Giter VIP home page Giter VIP logo

Comments (6)

timoreimann avatar timoreimann commented on July 22, 2024 2

Hey @mishushakov and @sandhose

thanks for your feedback. Point taken for running a single node for cost efficiency reasons but still want to ensure uptime during rolling restarts.

Regarding the point about "writing better software" to ensure that upgrades are not getting delayed: that's partially true and partially not because how long a drain takes also depends on the customer workload. We use the eviction API for draining and give each node (I think) 30 minutes time to move pods around. Workloads that do not respond to SIGTERMs properly end up using the entire timeframe for no reason. It's a trade-off to make between giving workloads a sane default to switch nodes and having a reasonable upper bound to ensure progress.

As far as i know, the nodes are within the same location, right? So, if some datacenter hardware in this location fails, does it really mater how many nodes i have? Won't they all be affected?

Yes, all nodes from a given cluster run in the same datacenter. Not all errors occur at the datacenter level, however: you could experience issues within a subset of the datacenter, like individual racks or hypervisors.
Not trying to talk you into spinning up more nodes here, only clarifying on different error scenarios you could hit.

Appreciate your opinions on serverless-like platforms. I'm not absolutely certain that it'd be easy to build when components like Istio and knative are involved. That said, the value added you can get out of a serverless platform for certain kinds of workloads is obvious to me as well.

from doks.

timoreimann avatar timoreimann commented on July 22, 2024 1

We have been looking into a create-before-destroy upgrade strategy, though it comes with certain considerations. I suppose that you'd be okay with getting billed for that extra node while it is running? What if the rolling upgrade got significantly delayed or even blocked for some reason?
Genuine questions I'd like to hear your opinion on to better understand how we should design this approach.

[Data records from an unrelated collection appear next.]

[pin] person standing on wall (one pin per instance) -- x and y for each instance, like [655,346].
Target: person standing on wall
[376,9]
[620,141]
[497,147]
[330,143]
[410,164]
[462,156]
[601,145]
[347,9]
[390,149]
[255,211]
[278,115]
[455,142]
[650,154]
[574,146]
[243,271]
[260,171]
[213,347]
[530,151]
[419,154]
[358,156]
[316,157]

Can I also ask why you are running a single node cluster in the first place? That node could fail any time and thereby cause downtime of your cluster. The legitimate concerns you raise about upgrades seem to apply to regular periods of operations as well.

from doks.

mishushakov avatar mishushakov commented on July 22, 2024 1

Hey all,
thanks for you responses.

I suppose that you'd be okay with getting billed for that extra node while it is running

You've got to ask some more people on that. Some will be fine, some maybe not. Although i personally would consider a free node during upgrade as a really nice perk. It will also force you to write a better software, so this:

[rolling upgrade] significantly delayed or even blocked

won't happen.

The legitimate concerns you raise about upgrades seem to apply to regular periods of operations as well

To be honest, i never experienced any issues with your Kubernetes Service / Droplets so far. They seem to run pretty stable, but if some accident happen i will reconsider adding more nodes. As far as i know, the nodes are within the same location, right? So, if some datacenter hardware in this location fails, does it really mater how many nodes i have? Won't they all be affected?

Can I also ask why you are running a single node cluster in the first place

Oh, that's a very good question. Why would i need Kubernetes then, when i only run a single node? Or why would i need a LoadBalancer, where there is nothing to balance?

I'm application developer. I don't want to mess with any hardware/configurations etc. In fact, i never ssh'ed into my node

Kubernetes for me is a tool, that i use to describe my application's requirements and it would provision that resources + handle re-scheduling of pods if they fail. Overall, it's just keeps my computing resources more organised and portable.

The reason why there is only single node in my cluster: i don't require more nodes. The LoadBalancer ensures, that even if the device changes the IP, the traffic will still route to it.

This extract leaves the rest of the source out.